Kat_Kit2000:  Everyone has their own opinion on this but personally quick engagements make me nervous. You can’t possibly know everything about the person in just a few months.

You continue to learn new things about your partner for years, and you’ll probably still be learning things about them after you’re married even if you do wait, but I think it takes a lot longer than a few months to know enough about a person to be able to make that sort of commitment.

Post # 15
592 posts
Busy bee

76% of couples I know who married quickly also divorced quickly. I did the numbers, lol. I will say they had age going against them as well, 10 of those 17 couples were married before or by their 21st birthday. 

Out of the four who didn’t divorce, only one is currently happy. Two couples have separated on and off in the past two years. And the forth couple are/were my grandparents, who have both since passed but lived very happy lives with each other. 

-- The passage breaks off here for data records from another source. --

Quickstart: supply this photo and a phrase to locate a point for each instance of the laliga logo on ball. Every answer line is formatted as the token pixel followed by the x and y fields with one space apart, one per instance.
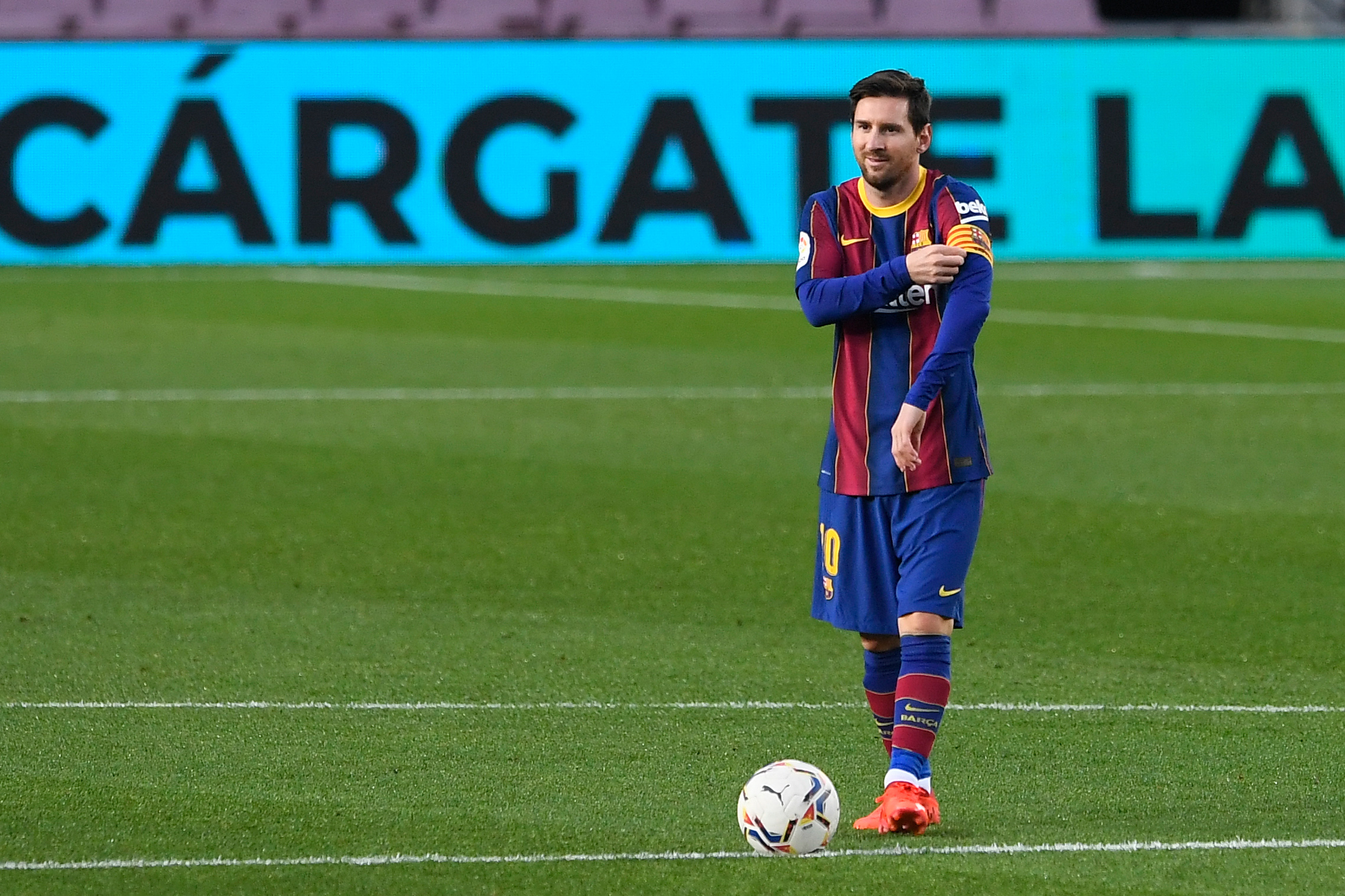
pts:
pixel 788 809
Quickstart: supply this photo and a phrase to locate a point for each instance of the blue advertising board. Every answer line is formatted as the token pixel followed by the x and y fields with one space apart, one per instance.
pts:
pixel 650 152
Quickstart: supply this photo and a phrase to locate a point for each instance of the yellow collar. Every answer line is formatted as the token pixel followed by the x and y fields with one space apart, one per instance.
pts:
pixel 889 211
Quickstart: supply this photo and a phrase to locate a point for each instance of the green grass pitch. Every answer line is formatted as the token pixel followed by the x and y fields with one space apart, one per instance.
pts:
pixel 1175 549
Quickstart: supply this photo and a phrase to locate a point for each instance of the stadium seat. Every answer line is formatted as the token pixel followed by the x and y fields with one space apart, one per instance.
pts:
pixel 989 18
pixel 474 19
pixel 43 19
pixel 365 19
pixel 496 19
pixel 607 19
pixel 836 18
pixel 720 18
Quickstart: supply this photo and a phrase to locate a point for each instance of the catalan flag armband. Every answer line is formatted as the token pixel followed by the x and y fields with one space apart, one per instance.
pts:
pixel 973 239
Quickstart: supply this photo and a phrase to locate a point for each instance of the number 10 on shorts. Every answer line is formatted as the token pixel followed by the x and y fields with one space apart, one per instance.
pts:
pixel 830 558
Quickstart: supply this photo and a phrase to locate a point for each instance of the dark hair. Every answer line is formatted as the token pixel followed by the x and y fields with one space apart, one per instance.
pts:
pixel 895 82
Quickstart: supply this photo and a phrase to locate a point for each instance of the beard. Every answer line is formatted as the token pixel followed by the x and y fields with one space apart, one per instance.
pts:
pixel 883 183
pixel 885 178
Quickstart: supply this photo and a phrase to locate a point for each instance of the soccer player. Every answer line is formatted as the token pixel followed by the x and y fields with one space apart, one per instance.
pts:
pixel 900 261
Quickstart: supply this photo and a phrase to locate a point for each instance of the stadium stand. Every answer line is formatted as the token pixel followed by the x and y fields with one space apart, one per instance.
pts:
pixel 615 19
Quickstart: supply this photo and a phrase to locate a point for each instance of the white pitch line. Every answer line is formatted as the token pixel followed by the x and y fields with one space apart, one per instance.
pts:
pixel 525 289
pixel 639 393
pixel 400 859
pixel 595 704
pixel 1169 325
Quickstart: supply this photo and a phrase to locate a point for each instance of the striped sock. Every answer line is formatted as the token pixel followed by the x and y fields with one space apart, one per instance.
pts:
pixel 880 687
pixel 919 703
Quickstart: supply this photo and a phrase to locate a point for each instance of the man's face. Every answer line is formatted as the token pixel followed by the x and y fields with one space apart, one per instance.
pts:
pixel 884 143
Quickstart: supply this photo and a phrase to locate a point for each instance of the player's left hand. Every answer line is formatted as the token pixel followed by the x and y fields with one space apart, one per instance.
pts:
pixel 905 438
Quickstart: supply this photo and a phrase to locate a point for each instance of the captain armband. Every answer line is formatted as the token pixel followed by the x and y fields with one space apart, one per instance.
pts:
pixel 973 239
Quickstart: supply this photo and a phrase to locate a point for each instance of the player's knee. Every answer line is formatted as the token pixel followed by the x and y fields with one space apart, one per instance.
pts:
pixel 880 643
pixel 924 624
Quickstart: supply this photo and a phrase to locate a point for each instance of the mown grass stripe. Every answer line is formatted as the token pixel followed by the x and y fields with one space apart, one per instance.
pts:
pixel 595 704
pixel 400 859
pixel 639 393
pixel 1169 325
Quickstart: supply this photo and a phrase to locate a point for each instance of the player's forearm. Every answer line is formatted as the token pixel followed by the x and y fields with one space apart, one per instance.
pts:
pixel 827 300
pixel 963 316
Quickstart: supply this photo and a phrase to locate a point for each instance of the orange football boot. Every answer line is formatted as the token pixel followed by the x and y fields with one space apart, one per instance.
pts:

I’ve also known a LOT of people who got engaged quickly, but then ended up breaking it off before they got down the aisle. Last I checked I think the US national statistic for broken engagements was around 60%

Obviously there’s some logic to waiting to marry until you’ve been together 2-4 years at least. But of course it doesn’t predict how every marriage will go. Everyone has a story about how soandso and somebody got married after a hugely romantic mere weeks/months period and lived happy ever after. I would venture to guess though, that the quicker you get married, the harder the first 5-10 years (sometimmes more) can be. I’d say quite a few of my friends who married quickly would agree with me, even the happily married ones.